My eyes have seen Your salvation. —Luke 2:30     

My granddaughter Melanie was wandering and wondering her way around our living room, looking at her grandmother's Christmas "set-arounds." One was a small olive wood crèche on our living room coffee table.

Melanie came to the manger scene and stood over it, motionless for a few moments. Then she picked up the little carving of the baby Jesus in her tiny hands and drew it up to her chest. She closed her eyes and said, "Baby Jesus, sleep," and rocked the little wood figure in her arms. Surrounded by trinkets and presents, that little one had singled out the child.

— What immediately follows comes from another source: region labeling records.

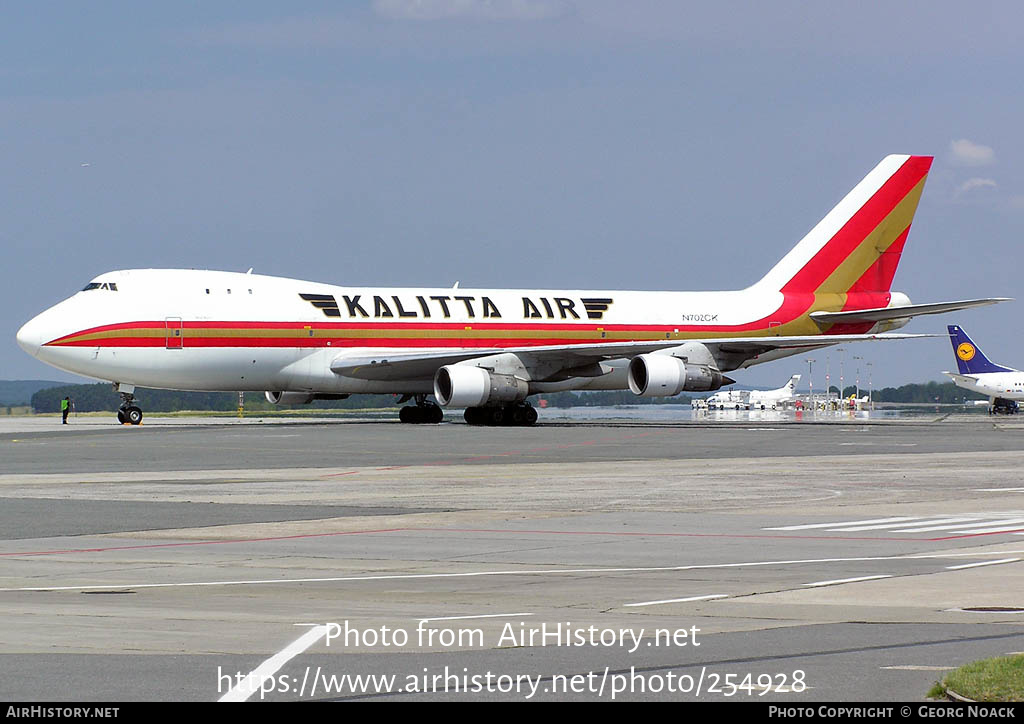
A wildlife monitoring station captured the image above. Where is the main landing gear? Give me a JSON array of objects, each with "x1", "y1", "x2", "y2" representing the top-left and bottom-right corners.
[
  {"x1": 465, "y1": 402, "x2": 537, "y2": 427},
  {"x1": 398, "y1": 394, "x2": 444, "y2": 425},
  {"x1": 118, "y1": 392, "x2": 142, "y2": 425}
]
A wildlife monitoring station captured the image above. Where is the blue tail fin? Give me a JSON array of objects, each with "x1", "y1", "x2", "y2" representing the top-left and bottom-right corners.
[{"x1": 946, "y1": 325, "x2": 1013, "y2": 375}]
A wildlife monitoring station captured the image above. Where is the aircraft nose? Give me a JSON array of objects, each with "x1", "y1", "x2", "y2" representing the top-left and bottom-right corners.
[{"x1": 17, "y1": 316, "x2": 46, "y2": 356}]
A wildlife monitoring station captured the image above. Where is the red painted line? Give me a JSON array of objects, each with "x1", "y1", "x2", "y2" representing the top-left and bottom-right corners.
[
  {"x1": 925, "y1": 528, "x2": 1024, "y2": 541},
  {"x1": 0, "y1": 527, "x2": 1024, "y2": 558}
]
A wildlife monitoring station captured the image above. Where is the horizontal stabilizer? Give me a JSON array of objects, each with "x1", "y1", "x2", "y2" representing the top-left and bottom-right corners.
[{"x1": 811, "y1": 297, "x2": 1012, "y2": 324}]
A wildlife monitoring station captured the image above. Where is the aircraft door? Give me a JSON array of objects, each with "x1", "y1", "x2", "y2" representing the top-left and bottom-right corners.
[{"x1": 164, "y1": 316, "x2": 184, "y2": 349}]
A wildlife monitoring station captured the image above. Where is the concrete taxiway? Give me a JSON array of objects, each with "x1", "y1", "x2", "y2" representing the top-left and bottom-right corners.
[{"x1": 0, "y1": 415, "x2": 1024, "y2": 701}]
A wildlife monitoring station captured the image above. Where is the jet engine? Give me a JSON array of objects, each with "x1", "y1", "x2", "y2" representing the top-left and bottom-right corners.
[
  {"x1": 627, "y1": 354, "x2": 732, "y2": 397},
  {"x1": 434, "y1": 365, "x2": 529, "y2": 408},
  {"x1": 265, "y1": 390, "x2": 348, "y2": 404}
]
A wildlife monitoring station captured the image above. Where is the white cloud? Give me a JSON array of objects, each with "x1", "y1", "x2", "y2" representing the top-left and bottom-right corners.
[
  {"x1": 949, "y1": 138, "x2": 995, "y2": 166},
  {"x1": 956, "y1": 177, "x2": 998, "y2": 197},
  {"x1": 374, "y1": 0, "x2": 569, "y2": 20}
]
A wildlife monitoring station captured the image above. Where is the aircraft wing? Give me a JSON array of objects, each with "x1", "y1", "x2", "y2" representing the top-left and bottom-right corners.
[
  {"x1": 811, "y1": 297, "x2": 1012, "y2": 324},
  {"x1": 331, "y1": 334, "x2": 937, "y2": 380}
]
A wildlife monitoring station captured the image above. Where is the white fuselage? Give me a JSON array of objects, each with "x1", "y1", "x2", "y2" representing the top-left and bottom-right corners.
[
  {"x1": 945, "y1": 370, "x2": 1024, "y2": 399},
  {"x1": 18, "y1": 269, "x2": 894, "y2": 393}
]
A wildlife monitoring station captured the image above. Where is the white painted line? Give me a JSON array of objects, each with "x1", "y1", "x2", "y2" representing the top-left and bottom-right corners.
[
  {"x1": 761, "y1": 516, "x2": 922, "y2": 530},
  {"x1": 414, "y1": 613, "x2": 534, "y2": 622},
  {"x1": 879, "y1": 664, "x2": 956, "y2": 671},
  {"x1": 829, "y1": 517, "x2": 983, "y2": 533},
  {"x1": 218, "y1": 626, "x2": 328, "y2": 701},
  {"x1": 946, "y1": 558, "x2": 1020, "y2": 570},
  {"x1": 893, "y1": 518, "x2": 1024, "y2": 533},
  {"x1": 804, "y1": 576, "x2": 892, "y2": 588},
  {"x1": 623, "y1": 593, "x2": 728, "y2": 606},
  {"x1": 950, "y1": 523, "x2": 1024, "y2": 536},
  {"x1": 14, "y1": 550, "x2": 1024, "y2": 593}
]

Tears came to my eyes and I felt the strangest, strongest emotion. I could not have told you then what I was feeling or why I was so deeply affected, but I knew that something profound had occurred in me.

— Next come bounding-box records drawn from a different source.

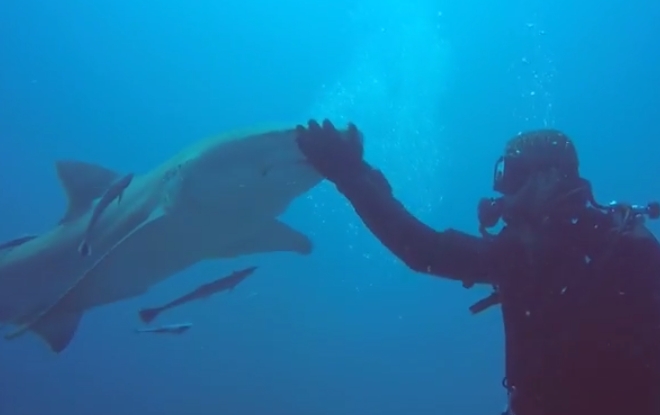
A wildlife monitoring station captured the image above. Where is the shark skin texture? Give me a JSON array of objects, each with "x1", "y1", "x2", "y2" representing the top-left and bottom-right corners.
[{"x1": 0, "y1": 124, "x2": 336, "y2": 353}]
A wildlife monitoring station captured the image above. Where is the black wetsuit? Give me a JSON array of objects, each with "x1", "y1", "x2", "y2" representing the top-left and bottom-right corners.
[{"x1": 338, "y1": 169, "x2": 660, "y2": 415}]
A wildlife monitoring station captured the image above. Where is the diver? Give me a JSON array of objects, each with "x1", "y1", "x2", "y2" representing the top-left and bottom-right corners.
[{"x1": 296, "y1": 120, "x2": 660, "y2": 415}]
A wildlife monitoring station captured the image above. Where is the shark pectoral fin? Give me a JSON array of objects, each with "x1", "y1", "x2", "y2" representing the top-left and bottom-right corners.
[
  {"x1": 220, "y1": 220, "x2": 313, "y2": 257},
  {"x1": 55, "y1": 160, "x2": 119, "y2": 224},
  {"x1": 5, "y1": 311, "x2": 82, "y2": 353}
]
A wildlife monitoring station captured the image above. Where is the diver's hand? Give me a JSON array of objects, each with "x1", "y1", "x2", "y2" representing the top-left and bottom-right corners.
[{"x1": 296, "y1": 120, "x2": 367, "y2": 184}]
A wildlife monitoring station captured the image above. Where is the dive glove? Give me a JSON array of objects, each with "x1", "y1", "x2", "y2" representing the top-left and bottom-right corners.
[{"x1": 296, "y1": 119, "x2": 369, "y2": 186}]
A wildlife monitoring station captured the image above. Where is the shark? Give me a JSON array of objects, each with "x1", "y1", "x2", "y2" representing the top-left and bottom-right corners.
[{"x1": 0, "y1": 124, "x2": 323, "y2": 353}]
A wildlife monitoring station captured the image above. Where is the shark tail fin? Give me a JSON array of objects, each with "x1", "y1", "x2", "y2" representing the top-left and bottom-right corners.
[
  {"x1": 5, "y1": 312, "x2": 82, "y2": 353},
  {"x1": 138, "y1": 308, "x2": 161, "y2": 324}
]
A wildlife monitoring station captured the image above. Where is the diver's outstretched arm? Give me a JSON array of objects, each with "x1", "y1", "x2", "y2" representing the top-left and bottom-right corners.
[{"x1": 337, "y1": 168, "x2": 495, "y2": 285}]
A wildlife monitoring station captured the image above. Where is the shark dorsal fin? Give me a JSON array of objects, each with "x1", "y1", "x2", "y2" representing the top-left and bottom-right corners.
[{"x1": 55, "y1": 160, "x2": 119, "y2": 224}]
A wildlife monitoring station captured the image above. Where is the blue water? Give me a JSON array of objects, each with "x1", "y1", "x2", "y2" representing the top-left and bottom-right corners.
[{"x1": 0, "y1": 0, "x2": 660, "y2": 415}]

Later I realized why my heart was so moved by that simple event. It was symbolic of that other childlike act in which by faith we take up the wonderful Christmas gift God has given to us—our Lord Jesus—and receive Him into our hearts.

There is a song that children sing—and adults too, when they get over their fear of being childish:

Into my heart, into my heart;
Come into my heart, Lord Jesus;
Come in today, come in to stay,
Come into my heart, Lord Jesus.

-Harry D. Clarke

Have you asked Him into your heart?

-DHR

Christmas takes on new meaning
when we see our Savior in the manger.